Players preparing for the final round of pool-stage action at the World Rugby U20 Championship 2023 in South Africa came together on Tuesday to take a collective stance against doping.

As part of Keep Rugby Clean Day, all 276 players representing their nations in Cape Town and Stellenbosch donned distinctive t-shirts during their warm-ups in a show of support for World Rugby’s anti-doping awareness programme.

World Rugby launched Keep Rugby Clean in 2005 and it has supported players and team management across the game ever since.

The programme aims to deter doping by educating participants on the responsibilities, raising awareness of doping risks and fostering an ethical clean-sport ethos.

England captain Lewis Chessum, whose side head into the third round top of Pool B, believes the programme plays an invaluable role in maintaining clean sport and helping players make the right choices.

“Keep Rugby Clean is an extremely important initiative for our sport,” he said. “The programme protects clean participants and gives us a level playing field to compete.

“We are given the information and advice needed to train, compete, and recover safely in line with the rules.

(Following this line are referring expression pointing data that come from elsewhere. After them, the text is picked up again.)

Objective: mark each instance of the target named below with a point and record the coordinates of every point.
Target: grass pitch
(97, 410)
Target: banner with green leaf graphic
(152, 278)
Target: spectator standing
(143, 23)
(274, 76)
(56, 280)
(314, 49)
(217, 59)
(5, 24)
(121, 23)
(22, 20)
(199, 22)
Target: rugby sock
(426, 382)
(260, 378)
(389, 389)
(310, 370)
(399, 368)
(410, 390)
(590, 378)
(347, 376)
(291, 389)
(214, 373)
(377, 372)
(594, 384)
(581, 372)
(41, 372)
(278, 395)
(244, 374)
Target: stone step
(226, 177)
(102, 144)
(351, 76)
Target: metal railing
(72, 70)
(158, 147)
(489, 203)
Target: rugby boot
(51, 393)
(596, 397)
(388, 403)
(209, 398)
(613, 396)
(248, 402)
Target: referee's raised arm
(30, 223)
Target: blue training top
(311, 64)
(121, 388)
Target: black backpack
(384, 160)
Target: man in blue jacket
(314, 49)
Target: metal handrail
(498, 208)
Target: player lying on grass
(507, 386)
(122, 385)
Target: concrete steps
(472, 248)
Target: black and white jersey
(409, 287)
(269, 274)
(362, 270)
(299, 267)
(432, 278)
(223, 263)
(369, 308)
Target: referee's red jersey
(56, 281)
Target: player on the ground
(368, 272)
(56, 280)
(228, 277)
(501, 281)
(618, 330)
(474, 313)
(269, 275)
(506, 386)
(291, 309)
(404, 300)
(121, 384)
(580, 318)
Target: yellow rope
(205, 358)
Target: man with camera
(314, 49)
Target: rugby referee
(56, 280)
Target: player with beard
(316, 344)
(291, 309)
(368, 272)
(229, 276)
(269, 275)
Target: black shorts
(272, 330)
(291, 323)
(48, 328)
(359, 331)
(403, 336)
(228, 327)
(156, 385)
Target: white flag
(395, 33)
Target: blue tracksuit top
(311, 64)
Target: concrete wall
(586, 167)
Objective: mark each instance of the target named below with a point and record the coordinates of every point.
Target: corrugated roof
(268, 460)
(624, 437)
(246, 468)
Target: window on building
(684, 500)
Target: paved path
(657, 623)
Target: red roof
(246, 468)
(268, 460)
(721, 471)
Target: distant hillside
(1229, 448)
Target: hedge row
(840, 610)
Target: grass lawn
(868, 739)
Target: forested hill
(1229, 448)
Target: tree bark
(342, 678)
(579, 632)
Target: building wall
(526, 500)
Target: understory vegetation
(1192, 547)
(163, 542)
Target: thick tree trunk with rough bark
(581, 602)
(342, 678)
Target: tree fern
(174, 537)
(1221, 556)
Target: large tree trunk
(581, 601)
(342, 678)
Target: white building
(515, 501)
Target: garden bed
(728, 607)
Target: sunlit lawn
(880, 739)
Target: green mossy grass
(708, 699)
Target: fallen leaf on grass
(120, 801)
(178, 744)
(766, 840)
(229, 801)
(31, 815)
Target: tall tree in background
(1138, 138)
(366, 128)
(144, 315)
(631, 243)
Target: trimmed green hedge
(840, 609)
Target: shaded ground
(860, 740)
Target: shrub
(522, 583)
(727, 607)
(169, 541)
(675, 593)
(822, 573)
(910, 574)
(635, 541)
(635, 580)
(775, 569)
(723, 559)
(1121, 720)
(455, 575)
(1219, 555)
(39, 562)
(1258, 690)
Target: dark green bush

It’s important to stay up to date and informed to be able to perform in a safe environment.”

As part of an extensive programme prior to the start of this year’sU20 Championship, all participating teams were required to complete online and face-to-face education, delivered in their native language.

“We are all aware of the importance of keeping rugby clean and this campaign by World Rugby is vital in protecting the integrity of our sport and ensuring a level playing field,” South Africa captain Paul de Villiers said.

“The players are educated about and are willing participants in World Rugby’s anti-doping education and awareness programmes.”

Japan captain Kengo Nonaka added: “I’d had only limited exposure to anti-doping within university rugby in Japan, so I undertook an anti-doping course ahead of the U20 World Championship.

“My experience with the anti-doping programme at this year’s tournament has taught me that as a rugby player, I need to pay close attention to what I ingest into my body.

“It’s a hugely important part of being a professional athlete and developing as a model rugby player into the future.”

World Rugby work closely with the World Anti-Doping Authority (WADA) and national anti-doping organisations to deter intentional doping behaviours and avoid accidental doping.

"As a squad we're delighted to take part in World Rugby's Keep Rugby Clean Day,” Ireland captain Gus McCarthy said. “The World Rugby U20 Championship is all about the future of the game we all love, and to showcase and highlight such an important message on this stage is a really great initiative.

“As young players, we are constantly learning, both on and off the field, and it's imperative we understand the values of our sport and maintain its integrity."

Italy second-row Alex Mattioli described how the programme had impacted positively on his own career. "Before playing for Italy U20 I knew almost nothing about doping," he said.

"But after starting this programme of awareness a new world opened before my eyes: for example, thanks to that I was able to deny a couple of medics not involved in rugby prescribing me wrong meds, thanks to what I had learnt about reading medicine labels.

"So, thanks to World Rugby, thanks for teaching us about the risks related to our health and for the risks related to our career."

Georgia fly-half Petra Khutsishvili added: “Today is a very important day because every rugby player must be fair and clean. Doping kills fairness and I think in rugby everyone must be equal in their physical preparation.”